In a tweet fired out Monday morning, Minerd declared, “The next stop for 10-year Treasury yields is 2%, with the probability rising that we revisit 1.5% or lower this summer.”
Treasury yields surged in the weeks following the election — with the 10-year yield climbing about 80 basis points to more than 2.60% — on the prospects President Donald Trump’s economic agenda would inflation back to the United States. That caused analysts on Wall Street to declare the end of the bull market in bonds.
“If Brexit marked a 5,000-year low in global interest rates, Trump marked the moment investors started to position for a bond bear market,” Bank of America’s Michael Hartnett wrote in a note to clients shortly after the election.
Since then, however, the GOP plan to repeal and replace Obamacare stalled, and that has caused traders to question Trump’s ability to deliver on his proposals to cut taxes and roll back regulations.
Yields have fallen sharply over the past month as key data hasn’t lived up to the hype.

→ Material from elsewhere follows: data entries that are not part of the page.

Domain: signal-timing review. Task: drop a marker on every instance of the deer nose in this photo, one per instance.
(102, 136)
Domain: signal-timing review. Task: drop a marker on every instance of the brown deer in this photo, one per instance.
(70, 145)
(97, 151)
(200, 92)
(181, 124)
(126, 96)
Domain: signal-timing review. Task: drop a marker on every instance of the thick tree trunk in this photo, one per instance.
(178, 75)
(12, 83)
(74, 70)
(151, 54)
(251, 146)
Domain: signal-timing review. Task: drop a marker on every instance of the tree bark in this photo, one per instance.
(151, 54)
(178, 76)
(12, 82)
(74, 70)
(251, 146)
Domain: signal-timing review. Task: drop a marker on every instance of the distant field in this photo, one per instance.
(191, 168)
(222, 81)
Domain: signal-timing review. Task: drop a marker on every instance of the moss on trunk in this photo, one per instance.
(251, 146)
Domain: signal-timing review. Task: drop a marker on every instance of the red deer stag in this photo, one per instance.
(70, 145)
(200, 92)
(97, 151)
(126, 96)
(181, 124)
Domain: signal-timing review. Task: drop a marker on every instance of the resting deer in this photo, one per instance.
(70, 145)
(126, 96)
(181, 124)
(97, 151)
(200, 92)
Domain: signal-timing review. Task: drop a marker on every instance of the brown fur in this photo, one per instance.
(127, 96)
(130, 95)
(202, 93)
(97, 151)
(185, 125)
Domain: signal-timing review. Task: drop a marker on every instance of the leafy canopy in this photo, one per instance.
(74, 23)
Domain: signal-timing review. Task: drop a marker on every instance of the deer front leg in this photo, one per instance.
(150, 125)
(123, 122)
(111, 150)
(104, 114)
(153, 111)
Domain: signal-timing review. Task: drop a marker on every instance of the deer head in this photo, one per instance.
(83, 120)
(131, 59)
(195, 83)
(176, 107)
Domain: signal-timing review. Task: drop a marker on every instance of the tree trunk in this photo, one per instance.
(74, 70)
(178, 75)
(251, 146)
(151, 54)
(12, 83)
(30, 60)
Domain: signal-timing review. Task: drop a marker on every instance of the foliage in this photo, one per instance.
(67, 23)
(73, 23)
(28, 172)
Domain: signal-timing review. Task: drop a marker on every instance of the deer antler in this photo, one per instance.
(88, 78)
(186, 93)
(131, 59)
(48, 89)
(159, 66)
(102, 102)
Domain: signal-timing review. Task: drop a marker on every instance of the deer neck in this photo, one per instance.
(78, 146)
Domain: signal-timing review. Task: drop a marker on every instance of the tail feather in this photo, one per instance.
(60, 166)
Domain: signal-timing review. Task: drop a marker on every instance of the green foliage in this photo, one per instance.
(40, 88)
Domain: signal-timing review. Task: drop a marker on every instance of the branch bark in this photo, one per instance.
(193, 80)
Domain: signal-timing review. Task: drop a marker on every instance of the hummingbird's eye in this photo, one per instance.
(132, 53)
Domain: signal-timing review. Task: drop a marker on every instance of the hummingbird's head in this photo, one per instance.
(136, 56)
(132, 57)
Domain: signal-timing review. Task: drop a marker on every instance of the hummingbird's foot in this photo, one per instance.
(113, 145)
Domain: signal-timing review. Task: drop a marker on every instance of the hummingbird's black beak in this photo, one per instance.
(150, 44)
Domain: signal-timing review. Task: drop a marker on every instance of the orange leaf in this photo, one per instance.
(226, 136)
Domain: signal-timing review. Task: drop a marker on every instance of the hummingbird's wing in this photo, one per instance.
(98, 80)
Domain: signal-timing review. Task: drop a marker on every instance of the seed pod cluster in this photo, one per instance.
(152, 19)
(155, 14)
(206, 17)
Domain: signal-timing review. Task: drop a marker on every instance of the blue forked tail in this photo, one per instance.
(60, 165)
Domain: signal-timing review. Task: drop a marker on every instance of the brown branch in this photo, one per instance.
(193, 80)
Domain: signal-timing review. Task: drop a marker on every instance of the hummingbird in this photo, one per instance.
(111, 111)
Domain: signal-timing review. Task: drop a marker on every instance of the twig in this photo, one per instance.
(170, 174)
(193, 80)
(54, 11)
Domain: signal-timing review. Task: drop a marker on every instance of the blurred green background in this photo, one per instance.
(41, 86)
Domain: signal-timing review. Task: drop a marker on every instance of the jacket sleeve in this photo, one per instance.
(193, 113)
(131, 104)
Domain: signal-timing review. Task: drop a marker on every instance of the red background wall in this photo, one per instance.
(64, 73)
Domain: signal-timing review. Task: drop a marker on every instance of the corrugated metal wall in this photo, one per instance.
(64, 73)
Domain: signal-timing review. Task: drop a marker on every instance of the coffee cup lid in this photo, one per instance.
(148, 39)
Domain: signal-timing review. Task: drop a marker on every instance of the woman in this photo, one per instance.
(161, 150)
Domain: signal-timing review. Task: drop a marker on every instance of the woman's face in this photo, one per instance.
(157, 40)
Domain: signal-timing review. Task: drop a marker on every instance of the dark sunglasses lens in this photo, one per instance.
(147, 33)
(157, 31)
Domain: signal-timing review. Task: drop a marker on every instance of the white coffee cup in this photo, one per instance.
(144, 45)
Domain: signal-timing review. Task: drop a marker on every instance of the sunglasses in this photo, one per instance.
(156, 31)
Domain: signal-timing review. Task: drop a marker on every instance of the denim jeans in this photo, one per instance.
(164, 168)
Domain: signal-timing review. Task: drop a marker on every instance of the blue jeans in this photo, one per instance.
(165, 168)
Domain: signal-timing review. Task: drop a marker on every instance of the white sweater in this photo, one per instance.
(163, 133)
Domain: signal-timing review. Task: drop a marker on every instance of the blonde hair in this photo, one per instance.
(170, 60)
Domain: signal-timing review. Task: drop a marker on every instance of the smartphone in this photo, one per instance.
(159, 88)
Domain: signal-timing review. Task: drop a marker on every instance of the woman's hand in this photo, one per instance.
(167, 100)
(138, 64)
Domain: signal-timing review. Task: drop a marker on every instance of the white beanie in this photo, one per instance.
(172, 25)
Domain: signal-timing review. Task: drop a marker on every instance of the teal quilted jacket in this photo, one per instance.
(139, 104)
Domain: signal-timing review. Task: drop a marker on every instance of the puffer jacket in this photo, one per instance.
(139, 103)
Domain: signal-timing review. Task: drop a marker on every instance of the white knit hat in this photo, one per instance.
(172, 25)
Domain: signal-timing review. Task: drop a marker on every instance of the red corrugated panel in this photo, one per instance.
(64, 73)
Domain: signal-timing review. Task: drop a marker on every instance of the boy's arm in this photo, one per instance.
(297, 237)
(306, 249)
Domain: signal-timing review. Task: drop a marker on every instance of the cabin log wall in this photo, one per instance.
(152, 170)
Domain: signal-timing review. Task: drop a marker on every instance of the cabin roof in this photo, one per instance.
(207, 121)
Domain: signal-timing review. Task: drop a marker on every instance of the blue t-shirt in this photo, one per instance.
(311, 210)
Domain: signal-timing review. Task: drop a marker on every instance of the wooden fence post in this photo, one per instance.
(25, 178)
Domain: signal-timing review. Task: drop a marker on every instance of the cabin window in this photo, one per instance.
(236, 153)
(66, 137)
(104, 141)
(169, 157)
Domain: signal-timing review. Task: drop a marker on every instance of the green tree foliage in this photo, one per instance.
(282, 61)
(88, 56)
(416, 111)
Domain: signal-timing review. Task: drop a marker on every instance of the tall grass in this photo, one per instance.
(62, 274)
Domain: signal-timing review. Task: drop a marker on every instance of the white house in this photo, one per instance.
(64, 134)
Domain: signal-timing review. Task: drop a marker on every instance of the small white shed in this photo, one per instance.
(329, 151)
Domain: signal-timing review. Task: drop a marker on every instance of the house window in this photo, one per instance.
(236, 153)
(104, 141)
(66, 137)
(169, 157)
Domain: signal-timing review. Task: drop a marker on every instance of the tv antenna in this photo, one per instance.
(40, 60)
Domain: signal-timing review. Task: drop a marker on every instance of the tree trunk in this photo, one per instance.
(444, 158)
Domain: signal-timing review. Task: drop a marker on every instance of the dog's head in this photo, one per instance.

First, the March jobs report disappointed, then retail sales whiffed and core consumer prices posted their first drop since 2010. All of that has caused the Atlanta Fed’s GDPNow forecasting tool to show a tepid 0.5% growth for the for the first quarter.
And the disappointing data is being reflected in the bond market. The 10-year topped out at 2.64% in the middle of March — two days before the Fed hiked rates — and has fallen more than 40 basis points.
But Minerd’s betting that it will fall a lot further, something that would happen as the economy proves itself to be weaker than everyone thinks.
His call is interesting as it seems to be the first on Wall Street that suggests the 10-year could approach the record low near 1.35% that was set back in July 2016.
Minerd’s warning follows comments from retired hedge fund manager Raoul Pal, who at the end of March noted, “The speculative positioning in bonds up until about a week and a half ago, two weeks ago, was the largest ever short position in the history of the bond markets.” That prompted him to warn that “everyone is going to be on the wrong side of the boat at the wrong time.”